The purpose of this analysis is to explore the correlation between the S&P 500 index and various commodities such as oil, gold, silver, platinum and palladium. Understanding these correlations can provide insights into market dynamics and investment strategies.
This dataset includes daily closing prices for the S&P 500, NASDAQ, and several commodities. This analysis will include correlation analysis, time series forecasting and scenario analysis to understand potential future trends.
# Select relevant columns for correlation analysis
cor_data <- data_clean %>% select(sp500.close, nasdaq.close, oil.close, gold.close, silver.close)
# Calculate the correlation matrix
cor_matrix <- cor(cor_data)
# Print the correlation matrix
print(cor_matrix)
## sp500.close nasdaq.close oil.close gold.close silver.close
## sp500.close 1.00000000 0.99050033 0.4765798 0.6996215 -0.08042028
## nasdaq.close 0.99050033 1.00000000 0.5017432 0.7523519 -0.02991301
## oil.close 0.47657977 0.50174317 1.0000000 0.6290720 0.45652019
## gold.close 0.69962150 0.75235187 0.6290720 1.0000000 0.48543082
## silver.close -0.08042028 -0.02991301 0.4565202 0.4854308 1.00000000
# Visualize the correlation matrix
corrplot(cor_matrix, method = "color", type = "upper", tl.col = "black", tl.srt = 45)
`` This correlation map provides a solid snapshot of how different
assets are related to each other. We are particularly looking at how the
commodities are related to the S&P 500.
Correlations Scores range from -1 to 1, With 1 being the strongest correlation and -1 being the weakest correlation.
With a score of 0.99 we can see that the S&P 500 and NASDAQ are almost perfectly positively correlated. Therefore, when the S&P 500 moves in a certain direction the NASDAQ is likely to move in the same direction.
High Correlation: S&P 500 and NASDAQ, NASDAQ and Gold, S&P 500 and GOLD
Moderate Correlation: S&P 500 and Oil, NASDAQ and Oil, Oil and Gold, Oil and Silver.
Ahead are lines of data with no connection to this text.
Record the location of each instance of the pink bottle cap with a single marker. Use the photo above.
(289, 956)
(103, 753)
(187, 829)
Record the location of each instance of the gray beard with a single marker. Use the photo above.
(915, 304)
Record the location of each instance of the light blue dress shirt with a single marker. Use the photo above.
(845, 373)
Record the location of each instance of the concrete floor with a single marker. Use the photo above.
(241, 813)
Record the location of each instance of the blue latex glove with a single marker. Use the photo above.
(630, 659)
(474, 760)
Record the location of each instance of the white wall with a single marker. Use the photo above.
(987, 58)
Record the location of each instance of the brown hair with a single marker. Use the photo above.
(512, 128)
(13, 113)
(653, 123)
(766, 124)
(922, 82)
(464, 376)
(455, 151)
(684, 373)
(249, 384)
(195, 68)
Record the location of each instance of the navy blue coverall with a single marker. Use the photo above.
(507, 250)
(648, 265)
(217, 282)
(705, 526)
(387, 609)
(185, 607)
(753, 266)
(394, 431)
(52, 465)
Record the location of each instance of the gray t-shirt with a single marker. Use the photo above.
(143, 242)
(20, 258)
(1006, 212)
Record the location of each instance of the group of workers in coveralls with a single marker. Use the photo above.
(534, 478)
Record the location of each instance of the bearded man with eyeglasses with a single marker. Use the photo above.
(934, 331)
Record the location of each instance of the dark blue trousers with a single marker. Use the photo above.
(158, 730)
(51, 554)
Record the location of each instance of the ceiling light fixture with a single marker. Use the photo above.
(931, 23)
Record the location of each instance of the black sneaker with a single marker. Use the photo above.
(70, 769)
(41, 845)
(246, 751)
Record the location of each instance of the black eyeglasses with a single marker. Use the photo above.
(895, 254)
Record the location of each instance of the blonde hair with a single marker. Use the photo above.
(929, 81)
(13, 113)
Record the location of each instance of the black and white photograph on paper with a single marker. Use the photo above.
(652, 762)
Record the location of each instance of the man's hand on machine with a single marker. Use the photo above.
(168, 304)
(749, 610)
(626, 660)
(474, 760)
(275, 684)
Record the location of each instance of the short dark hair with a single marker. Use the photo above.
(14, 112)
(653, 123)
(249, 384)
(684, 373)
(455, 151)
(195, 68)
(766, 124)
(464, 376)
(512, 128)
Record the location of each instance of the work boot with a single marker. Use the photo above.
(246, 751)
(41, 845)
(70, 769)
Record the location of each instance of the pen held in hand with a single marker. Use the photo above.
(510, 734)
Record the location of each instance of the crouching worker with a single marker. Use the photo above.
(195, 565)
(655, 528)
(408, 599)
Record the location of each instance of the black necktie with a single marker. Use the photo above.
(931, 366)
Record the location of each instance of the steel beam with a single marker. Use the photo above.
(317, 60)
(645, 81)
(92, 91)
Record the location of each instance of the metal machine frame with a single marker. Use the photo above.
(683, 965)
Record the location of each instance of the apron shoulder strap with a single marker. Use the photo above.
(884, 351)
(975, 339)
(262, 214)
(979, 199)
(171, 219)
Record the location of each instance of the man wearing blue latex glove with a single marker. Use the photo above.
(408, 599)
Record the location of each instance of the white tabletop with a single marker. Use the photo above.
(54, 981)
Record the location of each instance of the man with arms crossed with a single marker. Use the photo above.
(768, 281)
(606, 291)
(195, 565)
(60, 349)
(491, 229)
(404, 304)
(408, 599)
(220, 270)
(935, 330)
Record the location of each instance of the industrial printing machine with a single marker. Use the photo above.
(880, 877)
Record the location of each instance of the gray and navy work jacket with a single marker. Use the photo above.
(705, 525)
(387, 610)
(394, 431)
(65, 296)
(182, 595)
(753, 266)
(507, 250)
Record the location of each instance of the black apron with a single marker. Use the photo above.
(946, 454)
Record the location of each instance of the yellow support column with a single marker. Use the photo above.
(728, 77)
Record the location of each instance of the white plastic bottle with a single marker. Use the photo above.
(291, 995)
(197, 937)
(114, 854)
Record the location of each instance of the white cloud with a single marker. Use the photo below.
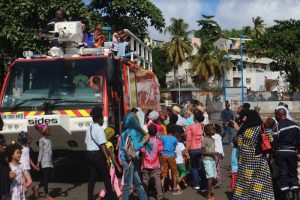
(189, 10)
(239, 13)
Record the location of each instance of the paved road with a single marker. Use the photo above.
(77, 191)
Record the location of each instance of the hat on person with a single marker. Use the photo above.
(153, 115)
(176, 108)
(41, 128)
(201, 108)
(109, 133)
(23, 137)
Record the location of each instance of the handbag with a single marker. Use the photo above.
(265, 142)
(129, 150)
(93, 138)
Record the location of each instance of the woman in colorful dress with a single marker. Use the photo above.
(253, 175)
Weak or No Correlation: S&P 500 and Silver, NASDAQ and Silver. Due to the Market Dynamics Silver does not move in tandem with the Stock Market. Silver is more influenced by supply and demand dynamics specific to industrial and investment usages versus the stock market. Silver also tend to be highly volatile meaning weak correlation with the stock market.
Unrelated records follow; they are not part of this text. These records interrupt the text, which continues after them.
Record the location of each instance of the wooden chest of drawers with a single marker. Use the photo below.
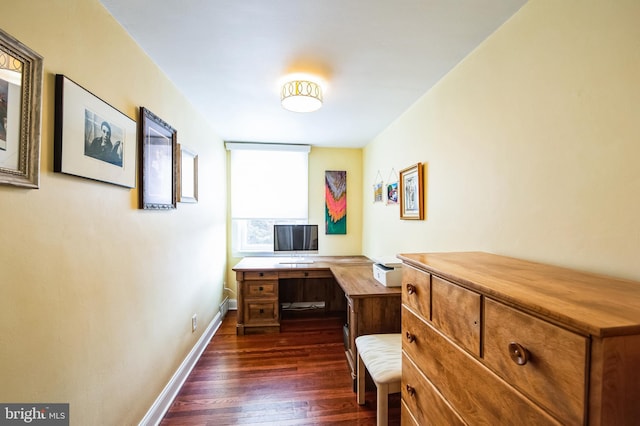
(496, 340)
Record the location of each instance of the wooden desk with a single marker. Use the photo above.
(344, 283)
(372, 307)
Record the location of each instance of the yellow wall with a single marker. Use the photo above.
(321, 160)
(96, 296)
(532, 144)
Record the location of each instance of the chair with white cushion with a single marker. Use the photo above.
(381, 355)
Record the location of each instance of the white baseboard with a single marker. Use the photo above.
(168, 394)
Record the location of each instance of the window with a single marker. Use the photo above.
(269, 185)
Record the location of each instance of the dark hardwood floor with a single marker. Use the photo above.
(296, 377)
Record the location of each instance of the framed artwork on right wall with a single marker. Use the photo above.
(412, 193)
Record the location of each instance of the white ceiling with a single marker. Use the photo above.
(376, 56)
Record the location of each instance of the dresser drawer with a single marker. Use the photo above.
(258, 313)
(478, 395)
(456, 312)
(261, 288)
(423, 400)
(554, 368)
(260, 275)
(416, 290)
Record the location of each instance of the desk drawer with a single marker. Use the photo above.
(261, 288)
(306, 274)
(554, 373)
(260, 275)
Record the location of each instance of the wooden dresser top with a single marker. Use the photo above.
(588, 303)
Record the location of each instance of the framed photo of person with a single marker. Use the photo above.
(158, 171)
(412, 193)
(92, 139)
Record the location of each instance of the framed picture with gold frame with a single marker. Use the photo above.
(412, 193)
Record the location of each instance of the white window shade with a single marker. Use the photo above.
(269, 181)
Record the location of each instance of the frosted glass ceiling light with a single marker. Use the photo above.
(301, 96)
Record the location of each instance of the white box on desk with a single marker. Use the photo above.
(389, 275)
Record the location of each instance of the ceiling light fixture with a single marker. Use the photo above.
(301, 96)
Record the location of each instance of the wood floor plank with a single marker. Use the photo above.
(296, 377)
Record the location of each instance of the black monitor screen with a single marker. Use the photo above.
(294, 238)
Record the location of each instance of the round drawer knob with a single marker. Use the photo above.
(411, 390)
(410, 337)
(519, 354)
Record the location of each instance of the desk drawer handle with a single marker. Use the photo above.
(519, 354)
(411, 289)
(410, 337)
(411, 390)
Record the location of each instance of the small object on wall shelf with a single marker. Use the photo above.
(92, 139)
(158, 169)
(412, 193)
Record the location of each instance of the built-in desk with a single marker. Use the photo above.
(344, 283)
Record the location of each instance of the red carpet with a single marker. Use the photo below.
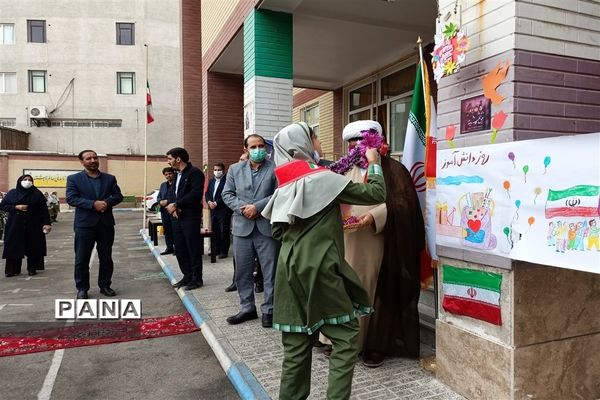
(80, 334)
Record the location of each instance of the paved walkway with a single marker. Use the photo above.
(251, 355)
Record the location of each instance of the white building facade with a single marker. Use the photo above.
(73, 74)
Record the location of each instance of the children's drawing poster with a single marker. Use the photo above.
(534, 200)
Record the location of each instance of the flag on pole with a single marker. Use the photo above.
(149, 117)
(419, 158)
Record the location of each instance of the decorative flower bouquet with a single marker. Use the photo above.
(356, 156)
(351, 224)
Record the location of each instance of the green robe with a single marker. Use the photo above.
(314, 285)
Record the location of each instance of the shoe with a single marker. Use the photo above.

# Convert the date column to Date type
data_clean$date <- as.Date(data_clean$date, format = "%m/%d/%Y")
# Arrange data by date
data_clean <- data_clean %>% arrange(date)
horizon <- 5 *252
# Fit an ARIMA model to the oil closing prices
model <- auto.arima(data_clean$oil.close, seasonal = FALSE)
# Print the model summary
summary(model)
## Series: data_clean$oil.close
## ARIMA(1,0,0) with non-zero mean
##
## Coefficients:
## ar1 mean
## 0.9394 47.2146
## s.e. 0.0553 18.4010
##
## sigma^2 = 71.02: log likelihood = -106.55
## AIC=219.09 AICc=220.02 BIC=223.3
##
## Training set error measures:
## ME RMSE MAE MPE MAPE MASE ACF1
## Training set 0.3159122 8.141474 5.737392 -13.00707 27.23056 1.004424 0.1433156
# Forecast future values
forecast_values <- forecast(model, h = horizon)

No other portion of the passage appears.